ON DEEP THOUGHTS A day without sunshine is like night.

ON PARADOX AND RETURN POLICIES There is a CD out entitled "The Worst of Jefferson Airplane".  If you buy this, take it home, play it, and enjoy it, should you take it back and demand a refund?

ON MATHEMATICAL TRANSFORMS A polar bear is a rectangular bear after a coordinate transform.

ON PROBLEM SOLVING When the only tool you own is a hammer, every problem begins to resemble a nail.-Abraham Maslow ON INFINITY If you had everything, where would you keep it?

ON ECONOMICS The cost of living hasn't affected its popularity.

ON PUBLISHING OR PERISHING "I am returning this otherwise good typing paper to you because someone has printed gibberish all over it and put your name at the top."

English Professor, Ohio University ON REVISIONIST HISTORY What was sliced bread the greatest thing since?

ON DATING When aiming for the common denominator, be prepared for the occasional division by zero.

ON LAMENTATION Of all the things I've lost, I miss my mind the most.

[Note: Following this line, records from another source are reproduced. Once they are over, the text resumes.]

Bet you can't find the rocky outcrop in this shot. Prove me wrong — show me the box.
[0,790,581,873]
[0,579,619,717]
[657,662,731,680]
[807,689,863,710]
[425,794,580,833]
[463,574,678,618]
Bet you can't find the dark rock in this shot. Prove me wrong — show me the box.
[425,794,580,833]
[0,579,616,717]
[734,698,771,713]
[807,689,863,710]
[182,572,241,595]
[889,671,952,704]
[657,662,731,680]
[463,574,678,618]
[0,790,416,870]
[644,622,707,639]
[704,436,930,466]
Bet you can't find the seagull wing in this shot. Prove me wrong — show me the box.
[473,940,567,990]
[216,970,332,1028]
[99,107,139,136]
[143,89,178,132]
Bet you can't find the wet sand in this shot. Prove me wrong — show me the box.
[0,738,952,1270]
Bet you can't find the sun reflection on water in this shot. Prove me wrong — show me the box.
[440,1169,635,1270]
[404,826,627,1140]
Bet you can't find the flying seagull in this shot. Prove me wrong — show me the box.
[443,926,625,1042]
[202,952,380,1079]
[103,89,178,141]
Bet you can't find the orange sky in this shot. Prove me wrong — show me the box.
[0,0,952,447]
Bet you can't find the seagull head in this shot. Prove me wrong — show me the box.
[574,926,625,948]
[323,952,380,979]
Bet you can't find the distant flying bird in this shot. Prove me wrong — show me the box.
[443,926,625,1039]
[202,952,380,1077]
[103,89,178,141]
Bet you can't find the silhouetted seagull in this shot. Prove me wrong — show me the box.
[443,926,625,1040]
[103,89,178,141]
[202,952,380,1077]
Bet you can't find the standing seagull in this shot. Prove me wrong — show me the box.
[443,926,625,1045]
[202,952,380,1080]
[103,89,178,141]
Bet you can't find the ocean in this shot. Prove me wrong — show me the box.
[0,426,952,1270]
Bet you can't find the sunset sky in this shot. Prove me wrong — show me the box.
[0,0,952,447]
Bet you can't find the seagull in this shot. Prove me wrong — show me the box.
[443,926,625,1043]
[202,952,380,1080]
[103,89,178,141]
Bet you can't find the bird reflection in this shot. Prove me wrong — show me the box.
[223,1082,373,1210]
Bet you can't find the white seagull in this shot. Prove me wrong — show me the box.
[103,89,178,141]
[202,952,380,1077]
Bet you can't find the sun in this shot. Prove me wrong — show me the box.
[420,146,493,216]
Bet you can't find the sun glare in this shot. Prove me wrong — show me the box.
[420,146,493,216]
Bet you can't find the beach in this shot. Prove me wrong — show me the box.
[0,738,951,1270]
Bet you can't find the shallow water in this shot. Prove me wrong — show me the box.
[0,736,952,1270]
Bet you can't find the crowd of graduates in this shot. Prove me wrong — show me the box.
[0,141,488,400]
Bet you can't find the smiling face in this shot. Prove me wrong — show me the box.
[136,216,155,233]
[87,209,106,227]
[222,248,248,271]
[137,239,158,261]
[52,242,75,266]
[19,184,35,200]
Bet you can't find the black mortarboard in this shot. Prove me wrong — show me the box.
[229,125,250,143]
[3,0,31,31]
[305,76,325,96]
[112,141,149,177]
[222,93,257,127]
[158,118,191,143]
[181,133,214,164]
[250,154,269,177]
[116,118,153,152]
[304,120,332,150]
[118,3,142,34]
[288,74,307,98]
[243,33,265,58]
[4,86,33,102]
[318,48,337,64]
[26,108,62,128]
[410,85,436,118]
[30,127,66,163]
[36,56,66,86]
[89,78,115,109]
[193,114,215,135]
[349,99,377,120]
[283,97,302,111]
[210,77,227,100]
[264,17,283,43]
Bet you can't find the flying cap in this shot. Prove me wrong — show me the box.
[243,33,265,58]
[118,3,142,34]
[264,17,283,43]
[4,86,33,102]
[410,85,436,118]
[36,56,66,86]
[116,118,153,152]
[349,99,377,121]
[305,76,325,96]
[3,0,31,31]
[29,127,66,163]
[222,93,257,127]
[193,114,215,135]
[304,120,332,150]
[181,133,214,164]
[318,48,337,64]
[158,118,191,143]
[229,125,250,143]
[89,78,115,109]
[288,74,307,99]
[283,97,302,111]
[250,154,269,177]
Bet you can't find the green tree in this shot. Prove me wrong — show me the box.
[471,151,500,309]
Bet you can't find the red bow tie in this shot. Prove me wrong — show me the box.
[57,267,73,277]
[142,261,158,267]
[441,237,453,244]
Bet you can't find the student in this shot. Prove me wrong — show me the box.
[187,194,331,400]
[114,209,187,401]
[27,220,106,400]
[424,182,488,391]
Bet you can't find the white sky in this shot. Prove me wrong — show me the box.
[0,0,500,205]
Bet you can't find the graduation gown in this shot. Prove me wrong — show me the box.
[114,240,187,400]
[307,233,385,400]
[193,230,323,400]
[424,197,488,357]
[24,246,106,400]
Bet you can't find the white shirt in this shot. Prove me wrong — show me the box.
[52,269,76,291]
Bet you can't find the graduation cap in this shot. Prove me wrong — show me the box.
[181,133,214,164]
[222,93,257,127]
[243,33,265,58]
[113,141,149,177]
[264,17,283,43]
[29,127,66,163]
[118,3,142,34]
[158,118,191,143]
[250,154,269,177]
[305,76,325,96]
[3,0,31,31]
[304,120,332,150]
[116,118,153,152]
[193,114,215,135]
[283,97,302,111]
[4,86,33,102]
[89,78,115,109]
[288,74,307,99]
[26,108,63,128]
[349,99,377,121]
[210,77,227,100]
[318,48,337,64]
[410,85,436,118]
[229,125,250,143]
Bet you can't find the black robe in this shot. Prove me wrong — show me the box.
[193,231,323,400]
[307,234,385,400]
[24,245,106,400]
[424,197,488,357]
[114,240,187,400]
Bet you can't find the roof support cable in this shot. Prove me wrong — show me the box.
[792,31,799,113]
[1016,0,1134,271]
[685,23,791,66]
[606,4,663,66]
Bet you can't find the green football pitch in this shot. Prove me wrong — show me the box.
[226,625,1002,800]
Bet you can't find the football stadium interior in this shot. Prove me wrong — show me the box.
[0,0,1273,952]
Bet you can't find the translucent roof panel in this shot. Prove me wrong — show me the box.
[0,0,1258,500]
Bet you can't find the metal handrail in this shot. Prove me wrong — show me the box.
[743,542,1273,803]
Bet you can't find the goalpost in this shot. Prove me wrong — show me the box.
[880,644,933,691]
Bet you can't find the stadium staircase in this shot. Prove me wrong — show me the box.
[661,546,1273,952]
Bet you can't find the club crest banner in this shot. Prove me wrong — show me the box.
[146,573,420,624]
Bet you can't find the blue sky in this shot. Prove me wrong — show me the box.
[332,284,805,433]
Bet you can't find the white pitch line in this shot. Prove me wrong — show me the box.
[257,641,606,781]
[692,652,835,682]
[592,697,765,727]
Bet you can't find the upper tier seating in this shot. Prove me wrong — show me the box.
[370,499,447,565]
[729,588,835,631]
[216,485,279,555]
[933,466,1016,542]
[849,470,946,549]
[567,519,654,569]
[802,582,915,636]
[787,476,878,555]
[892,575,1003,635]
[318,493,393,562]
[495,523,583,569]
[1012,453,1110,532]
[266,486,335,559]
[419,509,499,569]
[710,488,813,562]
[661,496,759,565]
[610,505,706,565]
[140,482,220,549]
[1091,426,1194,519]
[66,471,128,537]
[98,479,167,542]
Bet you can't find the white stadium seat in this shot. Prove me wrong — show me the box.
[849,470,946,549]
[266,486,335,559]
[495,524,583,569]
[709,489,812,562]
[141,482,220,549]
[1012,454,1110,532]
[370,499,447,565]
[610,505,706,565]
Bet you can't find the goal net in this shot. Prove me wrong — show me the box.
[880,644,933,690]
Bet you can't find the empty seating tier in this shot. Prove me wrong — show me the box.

ON POETIC LOVE When you're swimmin' in the creek And an eel bites your cheek That's a moray!

Fabulous Furry Freak Brothers ON MODERNISM Q: How many surrealists does it take to screw in a lightbulb?  A: Two.  One to hold the giraffe and the other to fill the bathtub with brightly coloured machine tools.

ON MATERIAL SCIENCE Character density: The number of very weird people in the office.

ON LITERATURE This is not a novel to be tossed aside lightly.  It should be thrown with great force.

Dorothy Parker ON HUMILITY To err is human, to moo bovine.

ON EXPLANATION OF THE END "...  one of the main causes of the fall of the Roman Empire was that, lacking zero, they had no way to indicate successful termination of their C programs." --

Robert Firth ON EXCUSES I can't complain, but sometimes I still do.

Joe Walsh ON NUMBERS Grabel's Law: 2 is not equal to 3---not even for very large values of 2.

ON WORLD POLITICS Diplomacy is the art of saying "nice doggy" until you can find a rock.

AND FINALLY, ON DRUGS AND DEVELOPMENT There are two major products to come out of Berkeley: LSD and UNIX.
We don't believe this to be a coincidence.